Princeton University eyes removing Woodrow Wilson’s name, portraits over ‘racist legacy’
Former US President Woodrow Wilson’s name and portraits may be removed from Princeton University facilities and programs, following a deal with student demonstrators who feel that Wilson was racist even for his time.

The deal was signed Thursday after members of the student organization Black Justice League stormed an administrative building on Wednesday and staged a 32-hour sit-in outside office of Princeton president Christopher Eisgruber.

The demonstrators demanded the removal of President Wilson’s image and name from the university’s public spaces, including the Woodrow Wilson School of Public and International affairs.

Activists have also demanded that “cultural competency training” be required of all faculty members, a measure proposed earlier but “voted down on the grounds of trespassing freedom of speech last spring semester.” Another demand by the protesters is that all Princeton students be required to take classes on the history of “marginalized peoples.”

Princeton appreciated the “willingness of the students to work with us to find a way forward,” Eisgruber said in a statement.

Prior to going into politics, Woodrow Wilson studied at Princeton and served as the school’s president from 1902 to 1910. He was elected 28th president of the United States in 1912, on a on a Democratic Party ticket, and served from 1913 to 1921.

Though he was a Democrat and a leader of the Progressive movement within the party, Wilson supported segregation, and in fact re-segregated some federal agencies after they had been integrated during the 1856-79 Reconstruction period.

Wilson is no friend of conservatives, either. A great believer in internationalism, he involved the US in the First World War, despite getting elected in 1916 on an antiwar platform. He also spearheaded the effort to create international institutions that conservatives are skeptical of today, such as the League of Nations, the predecessor to the United Nations. He also established the Federal Reserve, which many conservatives oppose on free-market grounds.
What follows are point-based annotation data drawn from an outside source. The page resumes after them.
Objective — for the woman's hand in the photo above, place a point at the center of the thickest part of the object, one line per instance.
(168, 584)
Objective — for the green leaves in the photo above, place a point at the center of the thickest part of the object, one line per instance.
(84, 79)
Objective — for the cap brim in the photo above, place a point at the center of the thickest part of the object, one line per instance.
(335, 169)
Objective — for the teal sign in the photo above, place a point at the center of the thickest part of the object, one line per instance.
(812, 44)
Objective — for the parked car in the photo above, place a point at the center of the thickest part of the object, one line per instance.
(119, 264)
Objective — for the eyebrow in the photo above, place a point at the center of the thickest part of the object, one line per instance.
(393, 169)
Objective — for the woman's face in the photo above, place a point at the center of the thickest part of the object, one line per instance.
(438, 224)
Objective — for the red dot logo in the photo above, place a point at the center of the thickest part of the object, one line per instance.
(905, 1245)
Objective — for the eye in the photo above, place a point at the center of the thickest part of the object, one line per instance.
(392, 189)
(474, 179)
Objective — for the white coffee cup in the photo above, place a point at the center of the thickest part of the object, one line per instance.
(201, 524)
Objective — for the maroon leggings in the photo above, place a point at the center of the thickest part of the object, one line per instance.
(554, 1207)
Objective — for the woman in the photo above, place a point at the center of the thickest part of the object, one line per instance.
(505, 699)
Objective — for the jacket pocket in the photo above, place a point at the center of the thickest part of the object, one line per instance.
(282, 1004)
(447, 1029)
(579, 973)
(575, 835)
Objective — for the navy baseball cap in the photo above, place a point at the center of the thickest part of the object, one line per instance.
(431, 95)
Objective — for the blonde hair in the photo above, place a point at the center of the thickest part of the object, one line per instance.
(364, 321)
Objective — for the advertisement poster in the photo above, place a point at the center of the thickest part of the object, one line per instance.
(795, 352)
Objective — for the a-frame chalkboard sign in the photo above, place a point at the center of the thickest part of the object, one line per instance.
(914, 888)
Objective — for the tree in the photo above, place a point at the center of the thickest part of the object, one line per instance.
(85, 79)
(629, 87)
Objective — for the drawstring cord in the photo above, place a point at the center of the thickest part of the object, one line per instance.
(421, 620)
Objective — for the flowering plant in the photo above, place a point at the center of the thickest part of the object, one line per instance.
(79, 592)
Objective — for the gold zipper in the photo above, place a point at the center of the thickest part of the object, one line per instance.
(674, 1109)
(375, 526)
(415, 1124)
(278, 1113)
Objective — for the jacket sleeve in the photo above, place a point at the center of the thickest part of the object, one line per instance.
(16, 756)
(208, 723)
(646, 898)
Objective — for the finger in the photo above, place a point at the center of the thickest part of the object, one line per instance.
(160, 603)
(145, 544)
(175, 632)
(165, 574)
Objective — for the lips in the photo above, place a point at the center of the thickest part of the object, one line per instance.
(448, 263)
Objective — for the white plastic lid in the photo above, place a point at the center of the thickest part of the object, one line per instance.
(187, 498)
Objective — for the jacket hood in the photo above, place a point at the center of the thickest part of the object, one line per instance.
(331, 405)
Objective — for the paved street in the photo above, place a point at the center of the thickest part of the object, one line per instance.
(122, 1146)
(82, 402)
The calls for the erasure of Wilson’s name come during a surge in student activism nationwide concerning alleged racism on university campuses, but renaming buildings on campuses for sensitivity reasons is not new.
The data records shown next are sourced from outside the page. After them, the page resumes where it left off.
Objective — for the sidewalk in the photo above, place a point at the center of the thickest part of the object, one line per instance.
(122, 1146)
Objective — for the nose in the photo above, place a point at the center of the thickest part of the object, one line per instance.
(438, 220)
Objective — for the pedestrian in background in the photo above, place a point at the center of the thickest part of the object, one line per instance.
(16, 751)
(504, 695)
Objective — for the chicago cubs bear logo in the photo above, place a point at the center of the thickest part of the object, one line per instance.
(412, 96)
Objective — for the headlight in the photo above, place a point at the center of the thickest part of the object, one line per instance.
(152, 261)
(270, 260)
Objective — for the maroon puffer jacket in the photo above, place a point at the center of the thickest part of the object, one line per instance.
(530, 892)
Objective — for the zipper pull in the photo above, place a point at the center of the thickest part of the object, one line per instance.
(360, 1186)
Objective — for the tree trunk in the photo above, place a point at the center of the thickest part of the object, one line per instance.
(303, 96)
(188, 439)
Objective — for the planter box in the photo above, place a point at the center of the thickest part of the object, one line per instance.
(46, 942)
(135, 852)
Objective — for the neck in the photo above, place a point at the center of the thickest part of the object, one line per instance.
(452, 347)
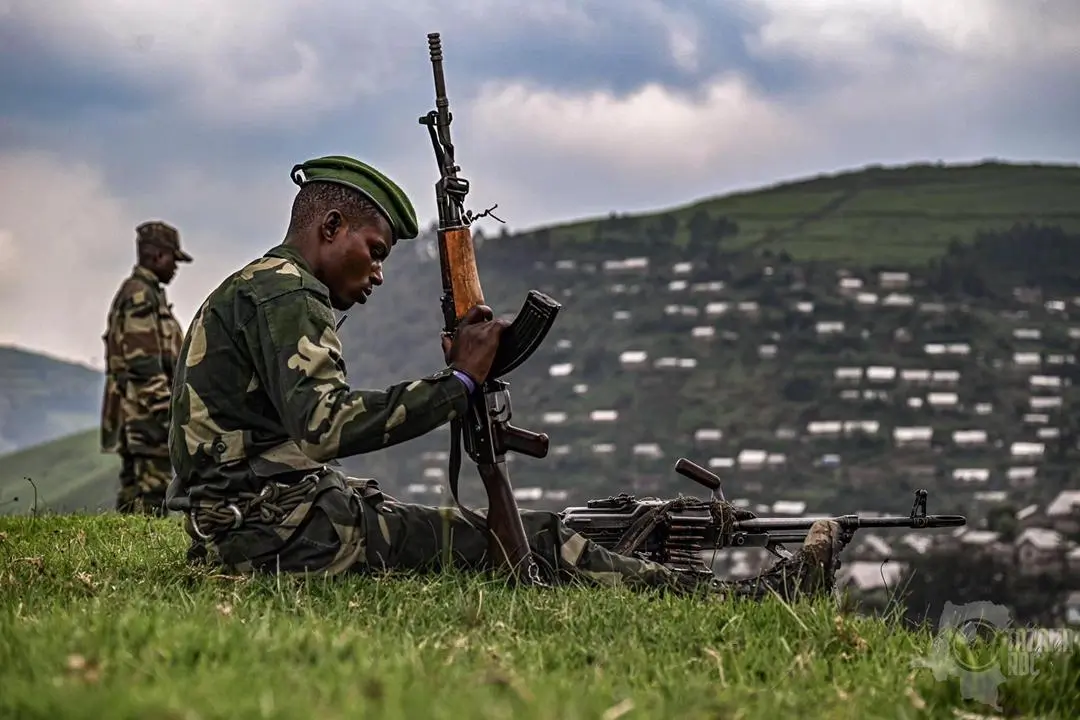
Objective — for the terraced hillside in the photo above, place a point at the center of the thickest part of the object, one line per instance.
(832, 343)
(42, 398)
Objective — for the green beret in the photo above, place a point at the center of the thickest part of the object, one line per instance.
(376, 187)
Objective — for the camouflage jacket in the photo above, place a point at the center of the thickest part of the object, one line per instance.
(142, 344)
(260, 392)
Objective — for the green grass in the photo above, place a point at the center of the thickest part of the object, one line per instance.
(895, 215)
(100, 617)
(69, 474)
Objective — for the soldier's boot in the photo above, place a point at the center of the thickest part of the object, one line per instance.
(809, 572)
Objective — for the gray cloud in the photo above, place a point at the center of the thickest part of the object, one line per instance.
(194, 112)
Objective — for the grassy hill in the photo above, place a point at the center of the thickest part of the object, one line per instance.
(69, 473)
(876, 215)
(42, 398)
(725, 314)
(100, 617)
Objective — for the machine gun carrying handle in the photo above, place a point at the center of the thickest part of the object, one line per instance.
(699, 475)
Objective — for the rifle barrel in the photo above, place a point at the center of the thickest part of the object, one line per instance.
(766, 524)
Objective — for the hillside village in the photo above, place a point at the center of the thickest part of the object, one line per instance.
(826, 347)
(864, 384)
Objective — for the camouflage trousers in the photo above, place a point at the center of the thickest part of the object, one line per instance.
(356, 531)
(143, 484)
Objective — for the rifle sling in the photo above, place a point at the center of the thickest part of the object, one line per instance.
(454, 471)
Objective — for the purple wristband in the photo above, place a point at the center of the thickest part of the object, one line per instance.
(470, 384)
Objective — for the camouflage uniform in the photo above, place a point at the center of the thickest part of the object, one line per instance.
(142, 344)
(260, 406)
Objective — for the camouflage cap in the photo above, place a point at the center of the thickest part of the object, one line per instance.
(376, 187)
(161, 234)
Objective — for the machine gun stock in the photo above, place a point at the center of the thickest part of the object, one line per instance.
(485, 432)
(678, 532)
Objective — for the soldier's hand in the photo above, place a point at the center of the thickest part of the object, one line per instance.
(475, 342)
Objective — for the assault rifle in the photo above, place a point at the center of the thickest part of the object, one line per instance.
(485, 431)
(678, 532)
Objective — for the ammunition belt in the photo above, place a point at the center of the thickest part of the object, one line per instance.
(269, 506)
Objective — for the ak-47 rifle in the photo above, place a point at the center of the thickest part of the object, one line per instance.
(486, 430)
(678, 532)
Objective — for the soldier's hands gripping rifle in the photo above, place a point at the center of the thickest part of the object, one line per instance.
(679, 532)
(485, 432)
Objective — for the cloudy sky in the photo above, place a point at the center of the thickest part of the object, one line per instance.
(116, 111)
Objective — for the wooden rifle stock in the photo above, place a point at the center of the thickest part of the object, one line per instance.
(460, 273)
(485, 431)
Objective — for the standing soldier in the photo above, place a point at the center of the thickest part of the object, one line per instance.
(142, 343)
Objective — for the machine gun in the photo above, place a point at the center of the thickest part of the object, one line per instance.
(485, 431)
(678, 532)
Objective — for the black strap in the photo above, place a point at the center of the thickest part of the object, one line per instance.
(455, 469)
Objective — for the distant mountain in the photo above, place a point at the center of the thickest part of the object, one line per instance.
(718, 330)
(43, 398)
(68, 475)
Just last week, student protests compelled Georgetown University to rename two campus buildings. Mulledy Hall and McSherry Hall were named after past Georgetown presidents who organized the sale of slaves to pay off the university’s debt. In May, University of North Carolina at Chapel Hill removed the name of a KKK Grand Dragon from a campus building. In 2014, Duke University removed the name a white supremacist, former North Carolina governor Charles B. Aycock, from an undergraduate dorm.